During the person’s lifetime, we get lost in the details. But when death strikes, we have the chance to study the kaleidoscope, the bigger picture, with utmost clarity. And at that point, we discover – a bit too late – the beautiful life led by the deceased – Levi Avtzon
When my friend Stan was in the hospital with pneumonia and began to realize he might not recover, he called me close and asked if I would deliver his eulogy. It was a difficult request to hear but it was also an honor. I was Stan’s sponsor and as such, I knew him better than most. In the too short six years I’d known him, we’d come to trust each other completely … something rare under any circumstances but especially so for two men in their sixties. Yesterday, under the shade of a sycamore tree in the park, I got to keep my promise to Stan in front of a small group of his family and friends.

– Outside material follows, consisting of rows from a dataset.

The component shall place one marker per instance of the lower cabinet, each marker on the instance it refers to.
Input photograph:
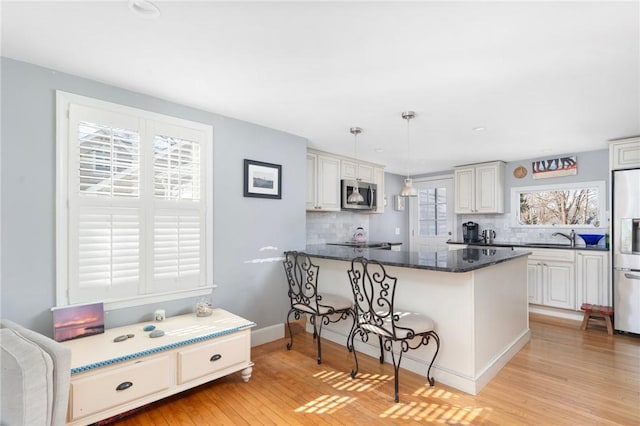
(593, 278)
(551, 278)
(568, 278)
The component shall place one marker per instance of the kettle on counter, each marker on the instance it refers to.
(359, 236)
(488, 235)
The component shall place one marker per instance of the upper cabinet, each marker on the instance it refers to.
(624, 154)
(353, 170)
(479, 188)
(323, 182)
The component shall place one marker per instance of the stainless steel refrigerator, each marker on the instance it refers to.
(626, 249)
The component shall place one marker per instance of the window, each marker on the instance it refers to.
(134, 210)
(432, 205)
(570, 205)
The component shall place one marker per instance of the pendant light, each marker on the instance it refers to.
(355, 196)
(408, 189)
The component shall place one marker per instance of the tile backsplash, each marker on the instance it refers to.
(333, 227)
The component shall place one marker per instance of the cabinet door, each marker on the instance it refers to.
(559, 284)
(348, 169)
(592, 278)
(624, 154)
(534, 275)
(366, 173)
(328, 183)
(215, 358)
(489, 196)
(464, 181)
(119, 385)
(312, 182)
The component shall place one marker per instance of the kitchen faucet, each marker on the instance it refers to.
(571, 237)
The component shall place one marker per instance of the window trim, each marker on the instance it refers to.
(602, 197)
(63, 102)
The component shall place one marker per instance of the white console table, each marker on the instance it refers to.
(108, 378)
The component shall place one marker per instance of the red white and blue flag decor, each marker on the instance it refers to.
(562, 166)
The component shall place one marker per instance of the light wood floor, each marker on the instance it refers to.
(563, 376)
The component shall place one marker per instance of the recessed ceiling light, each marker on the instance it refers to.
(144, 9)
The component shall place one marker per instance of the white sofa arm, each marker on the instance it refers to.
(36, 373)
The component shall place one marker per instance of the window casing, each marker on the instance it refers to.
(134, 205)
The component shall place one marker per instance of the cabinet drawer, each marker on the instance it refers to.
(209, 358)
(562, 255)
(99, 391)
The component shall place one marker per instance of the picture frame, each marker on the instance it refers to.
(262, 180)
(76, 321)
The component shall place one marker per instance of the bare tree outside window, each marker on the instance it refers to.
(577, 205)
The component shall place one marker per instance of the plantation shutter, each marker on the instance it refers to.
(178, 218)
(104, 205)
(137, 211)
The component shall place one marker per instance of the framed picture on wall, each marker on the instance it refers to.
(262, 180)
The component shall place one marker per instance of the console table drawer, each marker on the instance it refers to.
(213, 357)
(119, 385)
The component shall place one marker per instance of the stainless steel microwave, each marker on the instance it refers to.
(369, 192)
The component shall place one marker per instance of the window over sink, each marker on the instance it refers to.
(580, 204)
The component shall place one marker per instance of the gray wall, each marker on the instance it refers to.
(382, 226)
(248, 284)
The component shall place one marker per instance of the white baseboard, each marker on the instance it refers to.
(470, 385)
(556, 312)
(267, 334)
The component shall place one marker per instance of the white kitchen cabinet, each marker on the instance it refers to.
(323, 182)
(534, 281)
(551, 275)
(109, 378)
(624, 153)
(355, 170)
(592, 278)
(479, 188)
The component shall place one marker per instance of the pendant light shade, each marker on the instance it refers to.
(355, 196)
(408, 189)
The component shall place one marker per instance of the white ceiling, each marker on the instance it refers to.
(542, 78)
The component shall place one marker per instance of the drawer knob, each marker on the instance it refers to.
(124, 385)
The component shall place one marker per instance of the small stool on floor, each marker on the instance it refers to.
(597, 312)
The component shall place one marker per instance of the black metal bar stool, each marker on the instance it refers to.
(374, 294)
(321, 308)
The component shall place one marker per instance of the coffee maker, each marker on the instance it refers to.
(470, 232)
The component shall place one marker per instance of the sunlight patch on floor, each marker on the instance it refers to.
(343, 381)
(425, 411)
(325, 404)
(434, 392)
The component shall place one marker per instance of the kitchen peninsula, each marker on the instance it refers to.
(477, 298)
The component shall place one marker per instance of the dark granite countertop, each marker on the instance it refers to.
(531, 245)
(462, 260)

In the last ten years, I’ve delivered three eulogies: for our friend, John; for my Dad; and now for Stan. I also wrote about my sister-in-law, Sandy, after her passing. No one likes delivering eulogies, at least as far as I know. But within the framework of grieving, speaking on behalf of a departed friend is always a truly spiritual experience, one that I carry warmly in my heart from that day onward, no matter how difficult is is at the time. But it also always leaves me with the same feelings … Why didn’t I see this person’s life in such perspective while they were alive? Why don’t we tell more of our friends how we feel about them while they are alive?
We need to tell each other’s stories. To each other. It is a shame if they are told only after we are gone. Delivering a Living Eulogy sounds like a good idea but really, how many people want to hear that? Instead, we can do it a little at a time. We can tell people when we appreciate something they do, not just, Thanks, but Thanks for the way that you always take the time to listen to your friends, even when you don’t feel like it. We can laugh together when they screw up and tell about the time we did something equally stupid. And we can cry with them in their darker moments and show them how we’ve felt exactly the same way in our own lives. Hopefully by the time they leave us, we’ve delivered a Living Eulogy, One Day at a Time. I was lucky with Stan … within the intimate space of sponsorship, I know I’d told him everything I said in his eulogy. We’d laughed together at his foibles and cried about his tragedies and smiled at his accomplishments. That makes me smile today.